Example #1: "I accept the fact that the Coronavirus health crisis has prompted several clients to cancel their in-person group work with me. I am not happy about it, but I accept the fact that cancelling was a necessary thing to do." I let my attachment to the anxiety and panic of the impending income loss go and am now freed up to move to Step 3 and creatively think of solutions.
Example #2 - To use a less dramatic daily example: You are stuck in a traffic jam and are going to be late for your appointment. You sit and fume and curse and feel your blood pressure rising. When you accept the facts: "Yes, the traffic is at a standstill and yes, I will be late for my appointment", you feel the release that simple acceptance gives and mentally can think new thoughts.
3/ REFOCUS TO THE STATE YOU WANT
What now? You have acknowledged your feelings, accepted the external situation and freed up some mental bandwidth. Now it's time to refocus with new thoughts that will serve your life in a more generative way. If
you refocus your mind to what you want, your brain will start working on the solution or possibilities to get to that desired state.

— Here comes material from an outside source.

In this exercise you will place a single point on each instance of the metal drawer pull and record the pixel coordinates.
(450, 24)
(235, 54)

Let's take the example above:
Example #1: No, I can't change the Coronavirus health crisis and the resulting loss of income. However, if I flip my mental focus to what I want, my mind instantly starts to work on that desired state. "Yes, I realize I will have to be creative to figure out a financial plan to get me through. What could I do online perhaps?" Possibilities start to open.
Example #2: Once you accept and release the frustration at being late for your appointment, your mind is once again free to think of other, more positive things. Your stress levels go down and you instantly feel better.
4/ SUPPORT YOUR NEW MENTAL STATE
You have now acknowledged your feelings, accepted the situation from a factual perspective and refocused yourself mentally to the state of mind you want. You have taken control. What will be important at this juncture is to continue to find ways support your more generative mental state and keep you in the mental driver's seat. I list 10 of my top strategies below to support your thinking.
2/ Do a Take-Back-Control-Once-a-Day Project - Find something you can take control of fully that has a beginning, middle and end. (E.g./ today I spent 30 minutes with a Q-tip cleaning my computer keyboard. It felt great!) Maybe it's a project to repot a plant, clean your junk drawer, or delete your old emails.
3/ Get outside and walk
5/ Walk a dog/ or play with your cat
6/ Limit your intake of Social Media and News:Yes, keep informed; No-don't over-saturate
7/ Remove yourself from conversations that are making you feel worse or more anxious
8/ Listen to an inspiring podcast or read an inspiring book
9/ Lighten up with some old comedy sitcoms like Carol Burnett, Mary Tyler Moore, Friends etc.
10/ Enroll your friends/family in brainstorming more support ideas!